I picked up the new issue of American Theatre, and I was pleased to see it contained four Portland theater references: a story on set design for Sometimes a Great Notion (with a beautiful photo by Owen Carey); a piece on ART's new resident ensemble, including pics of four Portland actors; a piece on Oregon Children’s Theatre's collaboration with a Milwaukee (WI) theater (the show--I forget the title--is going to play both there and here); and a JAW reference in the article on David Adjmi's play Stunning. Stuff on PCS, ART, and Milagro crops up now and then in American Theatre, but I was kind of thrown by so many references in one issue. Maybe some lobbying from those in the know could coax a story on Fertile Ground … It does have news peg in that the festival's kind of a unique cross between a fringe theatre festival and a music festival model (e.g., South by Southwest). Which would be tres cool. No?


But yes.

Sunday, June 22, 2008

Micro Fest!



With JAW still weeks away, Portland is already a hotbed of startling new work, and has been for months. To mention just a few recent hijinks: Hand2Mouth’s deliriously hallucinatory collaboration with Polish company Teatr Stacja Szamocin, From a Dream to a Dream; Fever Theater’s experiential The New Believers; and my latest addiction, the End of the Pavement Micro New Works Festival.

Yes, that’s right. So this is how we relax when not working for PCS, you think reproachfully.

Guilty as charged. Even though it's that time of year when my every waking moment of consciousness seems to be oriented toward JAW, I have been indulging in the busman's holiday of attending the Micro Fest. It’s an extra-special occasion, since it marks the end of Pavement Production's EIGHTEEN fabulous years of producing theater. Not for lack of spirit or funding or creative juice, either, but because .... “it's time to move on,” sez co-founder Steve Patterson.

Mr. P, always one to go out with a bang, is gracing us with Pavement's final foray, the above-mentioned celebration of original work. It's readings, and ambitious ones, with Nick Zagone and Matt Zrebski having treated us on the past two weekends. All the work, from the writing to the acting to the -- let's just acknowledge it -- the producing has been superb.
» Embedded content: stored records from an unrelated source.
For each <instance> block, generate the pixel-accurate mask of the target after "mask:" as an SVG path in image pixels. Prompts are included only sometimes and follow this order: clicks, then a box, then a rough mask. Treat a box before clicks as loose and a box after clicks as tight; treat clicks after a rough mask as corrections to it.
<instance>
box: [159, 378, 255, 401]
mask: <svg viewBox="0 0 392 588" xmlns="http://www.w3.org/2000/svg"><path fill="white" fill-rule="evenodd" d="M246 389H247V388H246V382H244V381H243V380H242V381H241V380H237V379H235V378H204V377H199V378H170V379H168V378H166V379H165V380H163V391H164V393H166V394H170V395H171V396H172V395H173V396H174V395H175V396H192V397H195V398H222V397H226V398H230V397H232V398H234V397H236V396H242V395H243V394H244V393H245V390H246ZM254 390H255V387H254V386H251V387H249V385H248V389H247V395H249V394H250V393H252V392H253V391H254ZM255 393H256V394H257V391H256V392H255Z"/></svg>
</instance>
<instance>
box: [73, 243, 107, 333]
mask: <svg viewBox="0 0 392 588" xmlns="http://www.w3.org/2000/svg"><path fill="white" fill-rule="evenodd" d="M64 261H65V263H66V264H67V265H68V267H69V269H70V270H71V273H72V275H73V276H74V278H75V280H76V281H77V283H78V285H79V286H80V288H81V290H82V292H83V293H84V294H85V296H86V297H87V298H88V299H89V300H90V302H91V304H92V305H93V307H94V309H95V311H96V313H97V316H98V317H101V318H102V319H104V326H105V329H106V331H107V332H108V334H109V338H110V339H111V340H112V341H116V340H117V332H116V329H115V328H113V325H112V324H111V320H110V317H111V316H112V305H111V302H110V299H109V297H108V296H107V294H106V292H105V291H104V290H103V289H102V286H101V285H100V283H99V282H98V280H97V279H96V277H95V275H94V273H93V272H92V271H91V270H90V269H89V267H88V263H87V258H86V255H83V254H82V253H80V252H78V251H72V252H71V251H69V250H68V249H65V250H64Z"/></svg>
That's what good producing is, you know: when a sense of integrity suffuses all aspects of a creative effort. Steve's a class act, and it shows everywhere in the Micro Fest.

Next up is a new piece by Steve himself, and the final showing on the Fifth of July is a romp called Ubu Lives! -- eight short plays inspired by Jarry's manic monster. With titles such as ubu's last krapp (that one's by james moore), the Micro Fest's climax promises to be a total roaratorio.